The Dvash-Banks family, unfortunately, is not an isolated case. Additional same-sex couples have publicly come forward to share harrowing stories of their newborn son or daughter being denied a U.S. passport at U.S. consulates and embassies abroad even though they have met every statutory requirement under Section 301 of the INA. Stories after stories have recently been chronicled of same-sex couples being told by your Department that their marriages are, by definition, invalid, and that any children they may have abroad risk becoming stateless. Every new American parent should focus on celebrating the birth of a child, not be consumed with fear that all members of their family may not be welcomed back home to the United States.

Unfortunately, the State Department’s defense of this discriminatory policy follows another regrettable action that targets, rather than champions the rights of LGBTQ persons.

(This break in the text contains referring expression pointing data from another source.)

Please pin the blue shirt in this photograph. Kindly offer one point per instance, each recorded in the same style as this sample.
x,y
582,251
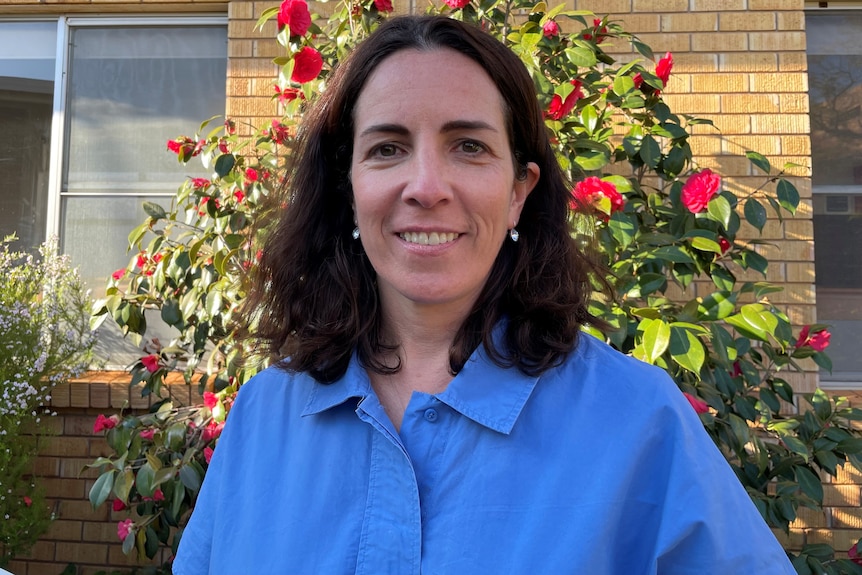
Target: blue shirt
x,y
598,466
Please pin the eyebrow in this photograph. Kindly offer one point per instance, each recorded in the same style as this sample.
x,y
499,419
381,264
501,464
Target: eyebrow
x,y
453,126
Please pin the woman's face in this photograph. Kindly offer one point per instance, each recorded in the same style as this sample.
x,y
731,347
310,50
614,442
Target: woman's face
x,y
433,176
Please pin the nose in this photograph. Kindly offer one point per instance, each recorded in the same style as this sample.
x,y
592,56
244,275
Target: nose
x,y
427,184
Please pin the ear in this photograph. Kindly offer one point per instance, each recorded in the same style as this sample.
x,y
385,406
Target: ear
x,y
522,188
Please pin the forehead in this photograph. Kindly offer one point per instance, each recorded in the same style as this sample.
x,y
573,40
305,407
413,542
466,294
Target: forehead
x,y
427,85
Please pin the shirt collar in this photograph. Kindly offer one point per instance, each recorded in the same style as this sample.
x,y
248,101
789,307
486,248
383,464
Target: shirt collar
x,y
490,395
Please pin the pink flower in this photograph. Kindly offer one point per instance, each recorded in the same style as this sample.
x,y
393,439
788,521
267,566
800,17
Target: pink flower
x,y
210,399
295,15
307,64
103,423
559,108
699,189
818,341
551,29
151,362
589,193
663,68
699,405
124,528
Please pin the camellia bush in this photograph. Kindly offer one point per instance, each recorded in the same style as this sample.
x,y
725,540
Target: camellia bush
x,y
45,339
660,223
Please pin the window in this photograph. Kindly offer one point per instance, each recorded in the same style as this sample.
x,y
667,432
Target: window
x,y
86,106
835,91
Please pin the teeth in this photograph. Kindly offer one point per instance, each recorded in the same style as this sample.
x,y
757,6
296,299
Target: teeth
x,y
426,239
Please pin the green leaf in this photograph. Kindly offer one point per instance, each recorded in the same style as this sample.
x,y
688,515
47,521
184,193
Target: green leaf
x,y
719,210
760,161
102,488
755,213
656,337
686,349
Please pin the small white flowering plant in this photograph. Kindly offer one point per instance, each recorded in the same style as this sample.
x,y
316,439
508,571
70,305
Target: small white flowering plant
x,y
45,339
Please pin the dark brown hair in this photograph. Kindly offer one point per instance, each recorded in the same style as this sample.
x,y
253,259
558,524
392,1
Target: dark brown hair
x,y
314,299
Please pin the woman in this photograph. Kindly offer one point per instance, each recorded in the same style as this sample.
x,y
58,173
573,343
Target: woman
x,y
437,410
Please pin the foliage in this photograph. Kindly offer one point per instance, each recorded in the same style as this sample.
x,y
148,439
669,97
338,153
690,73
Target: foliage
x,y
44,341
666,229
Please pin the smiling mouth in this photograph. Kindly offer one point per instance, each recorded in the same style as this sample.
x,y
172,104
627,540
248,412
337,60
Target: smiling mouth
x,y
429,239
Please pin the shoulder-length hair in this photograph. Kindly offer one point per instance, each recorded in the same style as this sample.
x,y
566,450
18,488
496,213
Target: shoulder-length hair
x,y
314,300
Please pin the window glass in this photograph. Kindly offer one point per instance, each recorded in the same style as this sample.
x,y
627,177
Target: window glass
x,y
26,102
835,86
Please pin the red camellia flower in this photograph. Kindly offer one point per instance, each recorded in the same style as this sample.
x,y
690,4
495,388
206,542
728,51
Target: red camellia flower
x,y
699,405
699,189
559,108
124,528
551,29
295,15
663,68
151,362
589,193
307,64
818,341
103,423
210,399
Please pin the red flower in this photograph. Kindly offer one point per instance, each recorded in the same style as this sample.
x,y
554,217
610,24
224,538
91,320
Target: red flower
x,y
210,399
663,68
551,29
699,189
818,341
699,405
151,362
103,423
307,64
590,193
559,108
124,528
295,15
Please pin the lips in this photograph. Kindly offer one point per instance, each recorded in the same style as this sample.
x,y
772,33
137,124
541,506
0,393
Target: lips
x,y
428,238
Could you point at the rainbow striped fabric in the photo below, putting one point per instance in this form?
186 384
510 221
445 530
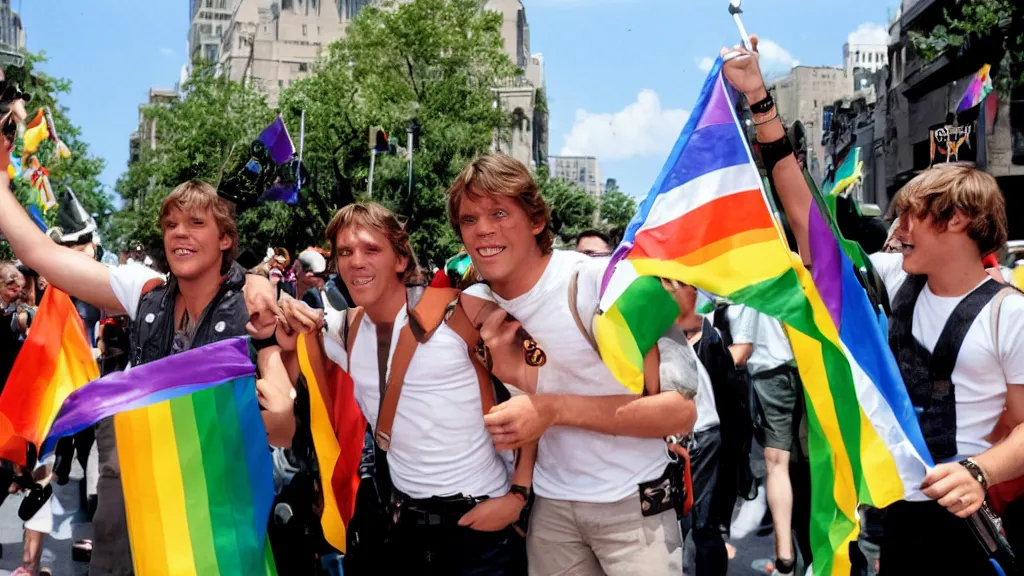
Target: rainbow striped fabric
707 222
195 465
980 87
54 361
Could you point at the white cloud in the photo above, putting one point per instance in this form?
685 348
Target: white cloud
869 33
642 128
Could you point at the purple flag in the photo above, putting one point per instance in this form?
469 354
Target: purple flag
278 141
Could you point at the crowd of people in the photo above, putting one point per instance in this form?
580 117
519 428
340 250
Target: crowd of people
498 442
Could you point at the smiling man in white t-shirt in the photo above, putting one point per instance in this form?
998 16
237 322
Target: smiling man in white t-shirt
950 217
601 449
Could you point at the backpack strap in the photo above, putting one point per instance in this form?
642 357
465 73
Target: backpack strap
353 319
573 292
429 312
996 304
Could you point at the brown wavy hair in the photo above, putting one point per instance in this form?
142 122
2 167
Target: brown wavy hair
376 216
500 174
941 191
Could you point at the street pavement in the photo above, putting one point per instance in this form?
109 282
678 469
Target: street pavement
68 527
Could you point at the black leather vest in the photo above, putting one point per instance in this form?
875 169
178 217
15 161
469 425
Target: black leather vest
153 331
928 376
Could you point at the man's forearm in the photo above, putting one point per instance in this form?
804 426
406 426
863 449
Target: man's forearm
523 474
1005 461
652 416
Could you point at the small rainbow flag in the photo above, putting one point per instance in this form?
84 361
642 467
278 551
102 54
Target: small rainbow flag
980 87
338 429
707 222
195 464
54 361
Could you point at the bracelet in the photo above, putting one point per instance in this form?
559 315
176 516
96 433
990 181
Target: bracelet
763 106
773 153
767 120
265 342
976 472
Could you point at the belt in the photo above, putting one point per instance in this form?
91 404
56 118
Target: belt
436 510
777 371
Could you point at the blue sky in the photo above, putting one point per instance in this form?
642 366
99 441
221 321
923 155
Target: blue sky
621 74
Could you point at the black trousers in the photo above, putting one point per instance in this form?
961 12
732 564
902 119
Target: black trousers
714 499
454 550
925 538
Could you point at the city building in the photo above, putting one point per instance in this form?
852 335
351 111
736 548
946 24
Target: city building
923 125
585 171
865 52
146 131
11 36
273 43
802 95
209 21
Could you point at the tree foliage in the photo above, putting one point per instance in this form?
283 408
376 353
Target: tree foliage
972 21
81 171
434 60
202 134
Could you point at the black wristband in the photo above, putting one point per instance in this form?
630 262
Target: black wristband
265 342
764 106
772 153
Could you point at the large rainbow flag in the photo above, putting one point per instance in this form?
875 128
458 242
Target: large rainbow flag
195 465
338 429
54 361
707 222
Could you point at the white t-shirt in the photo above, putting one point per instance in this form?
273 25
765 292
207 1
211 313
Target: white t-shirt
981 373
127 283
771 346
576 463
439 445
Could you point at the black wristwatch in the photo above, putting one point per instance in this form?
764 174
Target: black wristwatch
976 471
520 491
265 342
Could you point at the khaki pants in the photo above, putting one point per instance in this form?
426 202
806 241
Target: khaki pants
569 538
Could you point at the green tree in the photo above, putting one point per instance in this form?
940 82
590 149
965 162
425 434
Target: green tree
203 134
81 171
435 60
985 23
616 210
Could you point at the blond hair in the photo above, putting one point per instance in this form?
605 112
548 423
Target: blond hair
374 216
500 174
941 191
199 196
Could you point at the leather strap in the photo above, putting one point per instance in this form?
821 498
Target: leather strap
573 291
389 404
996 304
512 370
353 318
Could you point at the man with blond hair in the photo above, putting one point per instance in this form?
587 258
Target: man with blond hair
207 298
960 346
604 480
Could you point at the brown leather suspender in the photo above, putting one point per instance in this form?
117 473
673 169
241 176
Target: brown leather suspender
436 305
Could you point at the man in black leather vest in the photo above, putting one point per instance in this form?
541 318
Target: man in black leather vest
207 298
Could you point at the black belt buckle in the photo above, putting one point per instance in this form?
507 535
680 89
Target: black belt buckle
656 496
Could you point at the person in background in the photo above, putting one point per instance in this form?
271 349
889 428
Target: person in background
310 269
594 243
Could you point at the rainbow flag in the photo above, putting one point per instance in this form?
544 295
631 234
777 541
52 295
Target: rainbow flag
195 464
54 361
980 87
707 222
338 429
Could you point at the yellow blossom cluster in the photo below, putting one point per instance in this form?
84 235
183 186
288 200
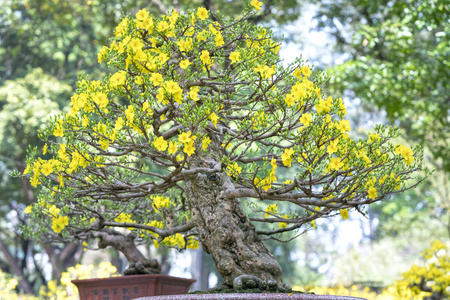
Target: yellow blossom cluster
435 275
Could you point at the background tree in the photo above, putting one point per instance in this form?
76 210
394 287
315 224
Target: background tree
398 64
207 100
25 103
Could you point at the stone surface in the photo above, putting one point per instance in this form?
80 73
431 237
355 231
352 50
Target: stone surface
249 296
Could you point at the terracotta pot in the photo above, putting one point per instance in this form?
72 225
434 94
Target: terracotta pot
131 287
250 296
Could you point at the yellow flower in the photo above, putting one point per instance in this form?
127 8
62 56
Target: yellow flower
343 126
306 71
162 26
306 119
256 4
344 213
27 209
160 144
156 79
273 163
214 119
290 101
59 131
47 168
160 201
142 14
233 169
59 223
129 113
372 192
185 137
265 71
185 63
185 45
205 57
324 106
205 142
286 157
193 93
271 208
117 79
219 40
172 148
11 285
189 148
332 147
235 57
335 164
297 73
202 13
373 138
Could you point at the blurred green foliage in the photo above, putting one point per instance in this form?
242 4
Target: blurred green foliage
399 61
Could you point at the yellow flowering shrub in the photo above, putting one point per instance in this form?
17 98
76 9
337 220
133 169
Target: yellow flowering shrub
195 95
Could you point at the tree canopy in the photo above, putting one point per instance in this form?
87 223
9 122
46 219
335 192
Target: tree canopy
398 62
199 114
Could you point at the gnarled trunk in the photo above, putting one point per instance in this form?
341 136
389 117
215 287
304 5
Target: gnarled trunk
224 229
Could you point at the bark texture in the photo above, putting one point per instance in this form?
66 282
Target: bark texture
224 229
138 263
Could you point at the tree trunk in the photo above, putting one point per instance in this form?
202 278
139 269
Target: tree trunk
224 229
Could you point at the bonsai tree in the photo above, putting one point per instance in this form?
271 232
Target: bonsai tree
186 140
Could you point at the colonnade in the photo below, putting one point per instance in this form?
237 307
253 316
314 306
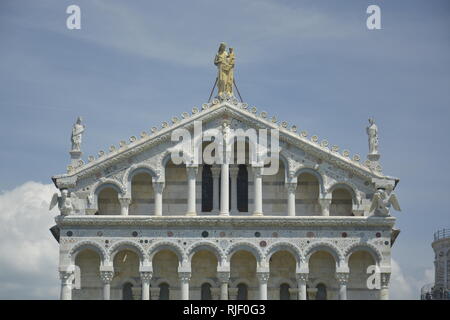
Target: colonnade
223 278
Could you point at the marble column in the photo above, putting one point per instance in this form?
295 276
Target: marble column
106 277
216 174
302 278
291 188
263 278
145 279
325 206
233 174
384 290
312 292
158 188
184 283
154 293
223 277
124 205
66 284
224 200
257 185
233 293
192 176
342 278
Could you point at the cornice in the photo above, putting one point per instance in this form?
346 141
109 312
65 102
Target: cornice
232 222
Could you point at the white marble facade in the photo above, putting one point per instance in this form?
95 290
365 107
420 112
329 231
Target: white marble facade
138 231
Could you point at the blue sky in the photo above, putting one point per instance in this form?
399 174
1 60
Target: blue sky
315 64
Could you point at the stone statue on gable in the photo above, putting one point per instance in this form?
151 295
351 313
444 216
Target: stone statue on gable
77 133
372 132
382 201
66 203
225 65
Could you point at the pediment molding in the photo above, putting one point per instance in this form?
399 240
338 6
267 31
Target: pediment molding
226 109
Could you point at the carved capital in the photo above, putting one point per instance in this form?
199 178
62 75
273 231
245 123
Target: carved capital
302 277
342 278
192 172
124 202
66 277
215 172
234 171
263 277
158 187
146 276
223 276
184 276
257 172
291 186
106 276
385 278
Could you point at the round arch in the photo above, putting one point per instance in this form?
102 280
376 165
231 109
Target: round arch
88 245
285 246
167 245
372 250
127 245
323 246
347 186
315 173
208 246
109 183
245 246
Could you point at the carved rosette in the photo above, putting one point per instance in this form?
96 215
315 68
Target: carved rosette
342 278
106 276
263 277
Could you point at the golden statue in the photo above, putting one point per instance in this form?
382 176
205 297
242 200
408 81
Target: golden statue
225 66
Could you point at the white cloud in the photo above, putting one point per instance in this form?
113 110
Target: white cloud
406 287
28 251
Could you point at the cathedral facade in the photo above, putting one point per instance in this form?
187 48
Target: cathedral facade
135 223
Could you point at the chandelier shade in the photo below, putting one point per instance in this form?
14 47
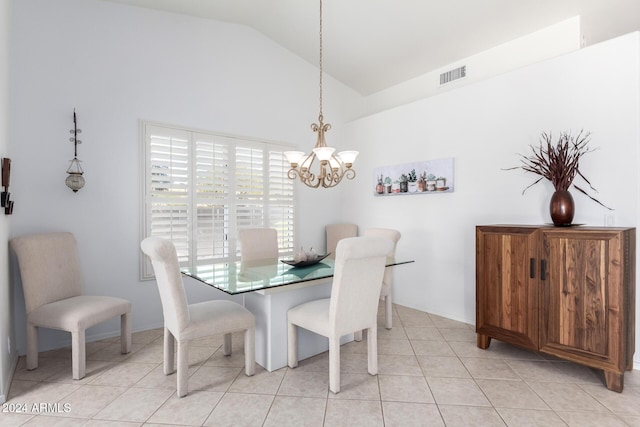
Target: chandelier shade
322 167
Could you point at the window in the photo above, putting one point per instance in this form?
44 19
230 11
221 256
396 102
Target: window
201 187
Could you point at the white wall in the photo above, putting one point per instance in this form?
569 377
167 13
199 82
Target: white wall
483 126
117 64
549 42
7 358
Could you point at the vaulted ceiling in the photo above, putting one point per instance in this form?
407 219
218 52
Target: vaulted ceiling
371 45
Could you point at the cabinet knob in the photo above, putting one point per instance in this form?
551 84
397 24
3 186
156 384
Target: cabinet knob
532 268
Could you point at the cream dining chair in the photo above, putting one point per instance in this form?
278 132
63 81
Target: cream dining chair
258 243
52 283
184 323
335 232
352 307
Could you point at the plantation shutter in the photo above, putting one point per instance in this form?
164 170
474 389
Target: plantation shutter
200 188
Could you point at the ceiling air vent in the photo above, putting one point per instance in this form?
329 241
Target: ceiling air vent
455 74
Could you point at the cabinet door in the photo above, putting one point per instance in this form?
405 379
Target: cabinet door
507 285
582 297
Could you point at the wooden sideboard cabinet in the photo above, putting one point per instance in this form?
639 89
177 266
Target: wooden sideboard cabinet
564 291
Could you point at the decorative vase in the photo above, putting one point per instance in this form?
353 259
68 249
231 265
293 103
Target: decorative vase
561 208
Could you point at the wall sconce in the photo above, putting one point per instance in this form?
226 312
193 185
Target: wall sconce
75 180
6 174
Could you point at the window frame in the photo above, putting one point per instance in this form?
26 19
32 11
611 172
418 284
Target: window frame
192 201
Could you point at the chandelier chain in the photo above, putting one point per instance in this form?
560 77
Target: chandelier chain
320 62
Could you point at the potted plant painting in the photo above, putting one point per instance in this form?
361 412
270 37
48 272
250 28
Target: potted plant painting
411 179
404 186
422 182
387 185
379 186
559 163
431 182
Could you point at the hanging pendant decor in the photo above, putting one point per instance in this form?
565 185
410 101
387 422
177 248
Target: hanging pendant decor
75 180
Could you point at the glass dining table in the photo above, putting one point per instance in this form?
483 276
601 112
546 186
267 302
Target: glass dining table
264 275
269 288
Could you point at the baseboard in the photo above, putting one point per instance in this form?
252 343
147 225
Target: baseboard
6 386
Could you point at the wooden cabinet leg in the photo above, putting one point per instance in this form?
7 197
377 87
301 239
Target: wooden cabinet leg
483 341
614 380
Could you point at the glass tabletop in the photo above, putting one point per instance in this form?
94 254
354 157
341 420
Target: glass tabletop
240 277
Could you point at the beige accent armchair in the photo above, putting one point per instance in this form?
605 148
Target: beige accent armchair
335 232
353 305
186 322
258 243
52 284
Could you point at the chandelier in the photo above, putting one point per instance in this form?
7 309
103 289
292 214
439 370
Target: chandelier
322 167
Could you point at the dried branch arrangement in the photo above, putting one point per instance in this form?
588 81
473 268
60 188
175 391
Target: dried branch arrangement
559 162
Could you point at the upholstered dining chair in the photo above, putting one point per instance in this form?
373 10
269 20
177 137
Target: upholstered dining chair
185 322
353 305
52 283
258 243
387 280
335 232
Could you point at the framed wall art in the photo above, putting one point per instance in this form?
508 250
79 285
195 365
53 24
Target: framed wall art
424 177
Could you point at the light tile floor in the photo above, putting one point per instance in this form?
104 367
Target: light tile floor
430 373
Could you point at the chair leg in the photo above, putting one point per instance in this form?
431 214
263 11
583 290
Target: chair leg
125 333
78 360
334 364
169 348
372 349
292 345
183 368
32 346
226 344
388 312
250 351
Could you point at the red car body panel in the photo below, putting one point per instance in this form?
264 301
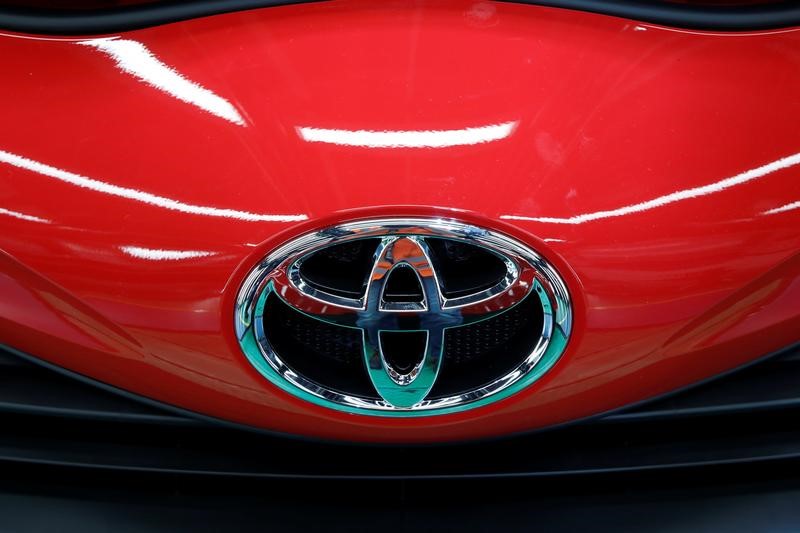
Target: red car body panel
142 176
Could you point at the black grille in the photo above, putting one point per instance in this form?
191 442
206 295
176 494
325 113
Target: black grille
749 416
332 355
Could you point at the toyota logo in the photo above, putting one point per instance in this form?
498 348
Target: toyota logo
400 253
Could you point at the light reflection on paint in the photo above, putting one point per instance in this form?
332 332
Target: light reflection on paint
155 254
408 138
23 216
671 198
139 196
137 60
783 209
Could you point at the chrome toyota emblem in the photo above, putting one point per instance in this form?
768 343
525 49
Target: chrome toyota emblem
374 313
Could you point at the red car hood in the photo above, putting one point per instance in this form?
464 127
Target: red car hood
143 174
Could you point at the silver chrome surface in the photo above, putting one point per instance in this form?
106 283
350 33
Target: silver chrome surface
402 245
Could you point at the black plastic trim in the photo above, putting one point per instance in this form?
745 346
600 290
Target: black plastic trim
759 17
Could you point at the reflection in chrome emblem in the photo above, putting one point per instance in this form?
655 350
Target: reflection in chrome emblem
404 244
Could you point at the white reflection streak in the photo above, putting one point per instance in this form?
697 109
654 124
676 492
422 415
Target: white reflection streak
677 196
139 196
23 216
409 139
153 254
783 208
134 58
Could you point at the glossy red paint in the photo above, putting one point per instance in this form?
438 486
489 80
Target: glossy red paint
141 178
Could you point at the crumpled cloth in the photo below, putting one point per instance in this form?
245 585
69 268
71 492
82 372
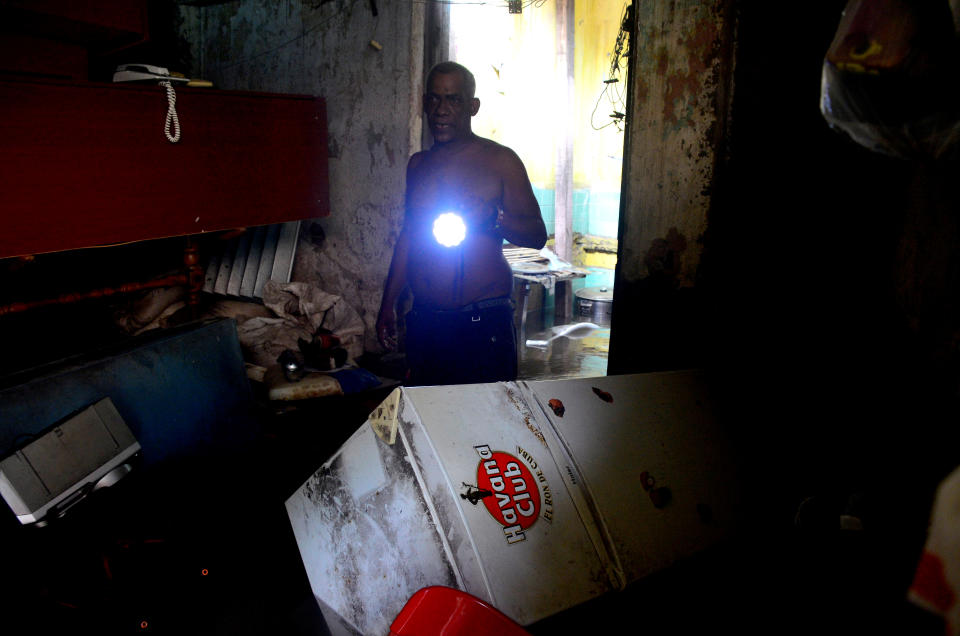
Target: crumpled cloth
300 309
936 581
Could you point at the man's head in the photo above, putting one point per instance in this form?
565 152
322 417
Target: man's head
449 102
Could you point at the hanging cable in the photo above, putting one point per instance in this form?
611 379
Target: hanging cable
174 136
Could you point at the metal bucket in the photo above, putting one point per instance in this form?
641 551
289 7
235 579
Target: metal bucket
594 304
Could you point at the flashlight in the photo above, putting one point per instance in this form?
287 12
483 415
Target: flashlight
449 229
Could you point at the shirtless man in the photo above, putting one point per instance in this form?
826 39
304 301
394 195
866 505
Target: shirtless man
460 329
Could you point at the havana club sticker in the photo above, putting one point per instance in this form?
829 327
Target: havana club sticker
513 489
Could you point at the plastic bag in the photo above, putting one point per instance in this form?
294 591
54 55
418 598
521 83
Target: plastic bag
890 78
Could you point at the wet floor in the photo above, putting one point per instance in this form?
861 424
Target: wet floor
554 352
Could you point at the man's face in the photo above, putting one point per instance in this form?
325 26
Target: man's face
449 108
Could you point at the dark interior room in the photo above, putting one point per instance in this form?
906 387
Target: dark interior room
202 198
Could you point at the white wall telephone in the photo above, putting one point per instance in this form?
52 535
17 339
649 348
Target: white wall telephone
146 72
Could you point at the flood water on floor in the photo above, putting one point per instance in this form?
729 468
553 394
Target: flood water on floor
554 352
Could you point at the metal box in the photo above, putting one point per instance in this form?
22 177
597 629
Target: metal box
60 467
533 496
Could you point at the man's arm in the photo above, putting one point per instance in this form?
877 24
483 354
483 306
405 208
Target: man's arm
521 222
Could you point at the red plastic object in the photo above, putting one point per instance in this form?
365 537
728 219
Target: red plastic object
443 611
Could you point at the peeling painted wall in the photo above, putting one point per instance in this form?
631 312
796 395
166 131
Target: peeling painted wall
324 48
679 94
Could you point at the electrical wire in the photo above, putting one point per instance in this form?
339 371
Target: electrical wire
613 86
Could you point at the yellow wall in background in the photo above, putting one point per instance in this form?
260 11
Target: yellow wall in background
513 59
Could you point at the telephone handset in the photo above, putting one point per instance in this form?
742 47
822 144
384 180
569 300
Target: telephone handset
146 72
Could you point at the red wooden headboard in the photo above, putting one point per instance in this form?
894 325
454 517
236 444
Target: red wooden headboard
85 164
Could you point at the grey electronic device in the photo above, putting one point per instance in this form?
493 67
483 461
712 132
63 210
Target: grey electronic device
89 450
145 72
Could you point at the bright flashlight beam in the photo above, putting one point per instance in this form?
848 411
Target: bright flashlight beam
449 229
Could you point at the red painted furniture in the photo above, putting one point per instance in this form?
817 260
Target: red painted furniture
85 164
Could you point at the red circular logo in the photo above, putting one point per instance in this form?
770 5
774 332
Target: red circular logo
514 498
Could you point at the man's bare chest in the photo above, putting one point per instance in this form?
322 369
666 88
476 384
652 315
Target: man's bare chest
454 184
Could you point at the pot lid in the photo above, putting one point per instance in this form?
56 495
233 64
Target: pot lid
602 293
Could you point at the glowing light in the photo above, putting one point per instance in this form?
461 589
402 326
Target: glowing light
449 229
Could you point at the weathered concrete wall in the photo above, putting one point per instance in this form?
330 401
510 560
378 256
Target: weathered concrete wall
324 48
679 95
680 87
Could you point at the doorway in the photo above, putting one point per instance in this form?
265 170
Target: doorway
552 82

Last October, the State Department announced it would not grant visas to the same-sex partners of foreign diplomats serving at international organizations and at bilateral missions in the United States, leaving such diplomats with an awful choice: separate from their partners or get married and face possible termination or prosecution in their home countries, 69 of which criminalize homosexuality.

The United States can best advocate for LGBTQ rights around the world by living its values at home, especially during this month of Pride. That starts with reversing your misguided policy regarding children born abroad by ART and surrogacy, removing roadblocks for foreign diplomats serving in the United States, and changing the administration’s muted response to persecution of LGBTQ persons in Chechnya, Brunei, and beyond.

The State Department’s discriminatory misinterpretation of U.S. law will continue to harm American families. That is why we call upon you to immediately drop the Department’s appeal of the Dvash-Banks family court case and make it clear that every U.S. married couple is entitled to the same rights under the U.S. Constitution, no matter whom they love.